European Central Bank President Mario Draghi’s bond-buying proposal involves unlimited purchases of government debt that will be sterilised to assuage concerns about printing money, two central bank officials briefed on the plan said.
Under the blueprint, which may be called “Monetary Outright Transactions,” the ECB would refrain from setting a public cap on yields, according to the people, and a third official, who spoke on condition of anonymity.
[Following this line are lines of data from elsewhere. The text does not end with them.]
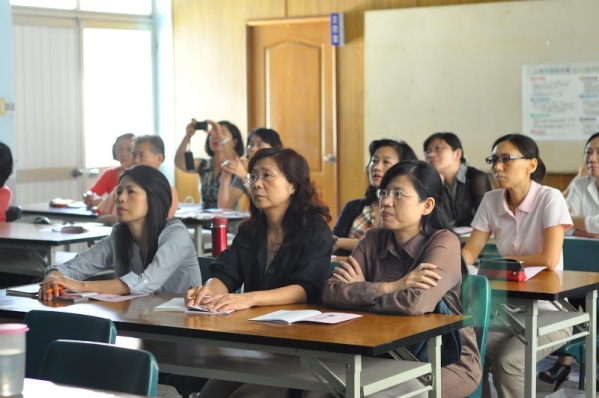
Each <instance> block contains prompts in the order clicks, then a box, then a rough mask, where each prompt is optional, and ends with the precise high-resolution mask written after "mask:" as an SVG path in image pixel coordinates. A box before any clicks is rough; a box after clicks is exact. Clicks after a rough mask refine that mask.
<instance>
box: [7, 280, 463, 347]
mask: <svg viewBox="0 0 599 398" xmlns="http://www.w3.org/2000/svg"><path fill="white" fill-rule="evenodd" d="M173 297H176V296H175V295H173V294H167V293H157V294H154V295H151V296H146V297H140V298H135V299H133V300H129V301H122V302H118V303H108V302H100V301H94V300H89V301H88V302H79V303H76V304H71V303H65V302H54V301H50V302H48V301H45V302H42V301H38V300H35V299H31V298H26V297H17V296H7V295H6V290H0V318H8V319H13V320H15V319H18V320H22V319H23V318H24V317H25V313H27V312H28V311H30V310H33V309H36V310H55V311H65V312H73V313H79V314H86V315H95V316H100V317H104V318H110V319H112V320H113V321H114V322H115V324H116V326H117V329H118V331H119V334H120V335H133V336H134V337H135V335H136V333H148V334H153V335H161V336H167V337H168V338H169V339H172V338H177V337H188V338H196V339H210V340H219V341H228V342H244V343H247V344H261V345H270V346H276V347H287V348H298V349H307V350H318V351H328V352H337V353H349V354H354V355H367V356H376V355H380V354H383V353H385V352H388V351H389V350H391V349H394V348H398V347H402V346H405V345H409V344H414V343H417V342H419V341H422V340H424V339H427V338H430V337H433V336H436V335H440V334H444V333H448V332H450V331H453V330H456V329H459V328H462V327H464V326H468V325H470V324H471V320H470V319H469V317H465V316H461V315H439V314H427V315H423V316H391V315H378V314H371V313H364V312H357V311H352V312H354V313H360V314H363V316H362V317H360V318H357V319H353V320H350V321H347V322H343V323H339V324H336V325H323V324H310V323H295V324H292V325H288V324H281V323H272V322H253V321H248V319H250V318H254V317H256V316H259V315H263V314H267V313H269V312H273V311H275V310H278V309H287V310H298V309H308V308H314V309H318V310H320V311H323V312H330V311H334V310H332V309H328V308H324V307H321V306H314V305H306V304H294V305H286V306H272V307H255V308H250V309H248V310H243V311H237V312H233V313H232V314H230V315H203V314H187V313H182V312H156V313H155V312H153V308H154V307H156V306H157V305H160V304H162V303H163V302H165V301H167V300H169V299H171V298H173Z"/></svg>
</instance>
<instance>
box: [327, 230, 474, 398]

The plan will only focus on government bonds rather than a broader range of assets and will target short-dated maturities of up to about three years, two of the people said.
An ECB spokesman referred to an August 20 statement in which the Frankfurt-based central bank said it was misleading to report on decisions that haven’t been taken yet.
Draghi told the European Parliament this week that the ECB needs to intervene in bond markets to wrest back control of interest rates in the fragmented Euro-area economy and ensure the survival of the common currency.
Policy makers will start deliberating on the plan later today and Draghi will announce whether it has been agreed to at a press conference tomorrow.
The officials said policy makers are likely to adopt the proposal, with Germany’s Bundesbank remaining the sole objector.
At the same time, one said Draghi’s relationship with Bundesbank President Jens Weidmann remains relaxed, and the two men only disagree on whether risks inherent in the bond plan are likely to materialise.
To sterilise the bond purchases, the ECB will remove from the system elsewhere the same amount of money it spends, ensuring the programme has a neutral impact on the money supply.
At the moment, the ECB mops up the impact of its mothballed bond-purchase program by offering banks weekly term deposits that currently return 0.01 per cent.
With the central bank’s deposit rate at zero and the Euro- area banking system currently awash in about euro 800 billion ($1 trillion) of excess liquidity, a larger bond programme may not present the ECB with a major obstacle.
While the ECB doesn’t expect to have to spend large sums of money on bonds, Draghi’s plan calls for no limits to be set, two of the officials said. The ECB also won’t have seniority on any bonds it buys, they said. No yield-spread targets or bands will be set publicly, they said. Two said targets won’t be set internally either and that interventions will be discretionary.
Draghi will stress conditionality of the programme tomorrow, with the ECB likely to stop buying the bonds of any government that fails to meet the conditions it agrees to when it signs up for aid from Europe’s rescue fund — a precondition for ECB action — two of the people said.
Another proposal is for the ECB to sell the bonds it has bought if a country doesn’t comply with the conditions, two of the officials said.